Patience, you see, is the crucial ingredient in any successful edible marijuana experience. The effects of eaten weed land between one and three hours after ingestion—a span that allows impatient partakers to hit the one-hour mark, decide they’re “not feeling anything,” and supplement their initial dose with another dose. The result can be a cascade of intensifying effects, as the first dose eventually hits its mark, followed not long after by the supplementary dose—a double whammy that sends the user straight to the endless-seeming hell of the over-stoned.

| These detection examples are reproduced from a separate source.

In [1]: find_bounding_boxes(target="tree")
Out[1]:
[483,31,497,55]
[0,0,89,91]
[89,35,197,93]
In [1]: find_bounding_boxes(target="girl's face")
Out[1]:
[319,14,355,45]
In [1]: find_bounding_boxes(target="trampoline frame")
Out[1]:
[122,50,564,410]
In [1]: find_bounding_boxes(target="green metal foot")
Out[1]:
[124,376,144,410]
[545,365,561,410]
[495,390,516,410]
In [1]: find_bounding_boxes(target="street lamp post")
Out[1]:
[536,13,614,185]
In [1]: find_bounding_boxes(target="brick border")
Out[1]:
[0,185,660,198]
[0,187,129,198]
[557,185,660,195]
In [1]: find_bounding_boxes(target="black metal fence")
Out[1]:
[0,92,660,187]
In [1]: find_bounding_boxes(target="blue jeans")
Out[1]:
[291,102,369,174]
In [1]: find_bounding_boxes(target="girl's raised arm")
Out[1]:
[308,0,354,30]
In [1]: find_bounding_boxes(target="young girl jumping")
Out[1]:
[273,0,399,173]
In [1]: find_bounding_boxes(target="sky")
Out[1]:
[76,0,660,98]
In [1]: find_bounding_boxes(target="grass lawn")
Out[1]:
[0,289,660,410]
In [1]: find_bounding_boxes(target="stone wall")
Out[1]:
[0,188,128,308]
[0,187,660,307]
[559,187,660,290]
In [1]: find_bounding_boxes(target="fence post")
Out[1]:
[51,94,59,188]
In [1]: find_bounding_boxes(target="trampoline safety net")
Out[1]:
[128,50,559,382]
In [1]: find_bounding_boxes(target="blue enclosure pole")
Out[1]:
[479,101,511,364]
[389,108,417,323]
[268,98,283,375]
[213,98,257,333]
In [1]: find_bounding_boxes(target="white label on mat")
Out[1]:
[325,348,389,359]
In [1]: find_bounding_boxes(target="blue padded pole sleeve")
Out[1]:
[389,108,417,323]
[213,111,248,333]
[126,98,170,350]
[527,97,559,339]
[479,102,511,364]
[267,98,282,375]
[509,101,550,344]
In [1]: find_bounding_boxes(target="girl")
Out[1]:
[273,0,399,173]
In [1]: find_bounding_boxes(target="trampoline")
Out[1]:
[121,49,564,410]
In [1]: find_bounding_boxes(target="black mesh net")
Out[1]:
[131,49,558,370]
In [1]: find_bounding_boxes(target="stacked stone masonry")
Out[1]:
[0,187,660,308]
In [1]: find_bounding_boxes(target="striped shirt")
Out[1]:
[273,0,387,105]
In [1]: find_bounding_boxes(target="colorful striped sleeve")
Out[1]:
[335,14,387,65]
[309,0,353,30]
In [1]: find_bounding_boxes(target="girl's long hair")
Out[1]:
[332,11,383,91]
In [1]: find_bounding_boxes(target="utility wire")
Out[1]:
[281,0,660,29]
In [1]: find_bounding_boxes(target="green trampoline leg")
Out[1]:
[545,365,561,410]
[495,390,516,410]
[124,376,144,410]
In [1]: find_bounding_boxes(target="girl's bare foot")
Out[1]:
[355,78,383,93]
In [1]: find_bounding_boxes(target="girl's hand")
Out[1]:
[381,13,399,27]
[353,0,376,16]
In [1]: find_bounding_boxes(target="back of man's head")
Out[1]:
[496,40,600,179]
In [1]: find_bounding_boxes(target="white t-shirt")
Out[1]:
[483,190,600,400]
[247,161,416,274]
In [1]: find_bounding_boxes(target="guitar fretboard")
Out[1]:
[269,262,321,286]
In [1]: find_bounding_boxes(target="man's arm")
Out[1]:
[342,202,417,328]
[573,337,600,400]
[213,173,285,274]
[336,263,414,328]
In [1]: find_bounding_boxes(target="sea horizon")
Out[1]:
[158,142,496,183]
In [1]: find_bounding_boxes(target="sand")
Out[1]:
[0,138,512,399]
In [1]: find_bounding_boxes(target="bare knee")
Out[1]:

I understand that patience is hard, especially in the face of impending pleasure and escape. The desire to get high is emotional—you’re seeking a feeling—but patience requires the overriding of emotion, ignoring any and all feelings to adhere to the facts. And one key fact for weed eaters is that, within that one- to three-hour span during which your THC’s effects might land, the only number that matters is three. No matter what you’re feeling, you must wait three hours after your initial dose before you can reasonably consider supplementing it with a follow-up dose.
Another key fact: Three hours is a long time, especially if you’re desperate to get high. Your best bet is to set aside a day when you’re feeling patient and ambivalent about attaining any certain level of highness, and using that day to figure out your edible-weed dosage and wait time. Schedule a test run for a Saturday, or any day you have free of professional obligations, and follow these directions.
First, decide on your dosage. Familiar-but-irregular users should aim for between 10 and 20 milligrams of THC, newbies should aim for between 5 and 10 milligrams, and everyone can find THC measurements on all of Portland’s professionally made edibles (the max right now for recreational use is a reasonably safe 15 milligrams).
Once dosed, set a timer for three hours. Not two and a half hours, or two hours and 45 minutes. Three fucking hours. Run out the clock by watching Hoop Dreams or Goodfellas or taking a seven-mile walk. If, after three hours, you’re not as buzzed as you’d like to be, take another dose. Reset the timer and hit play on Hoop Dreams again. Repeat until you’re as high as you want to be—but before you’re so high you feel dead.
Clean Your Bong is a new, twice-monthly pot column from David Schmader, author of Weed: The User’s Guide.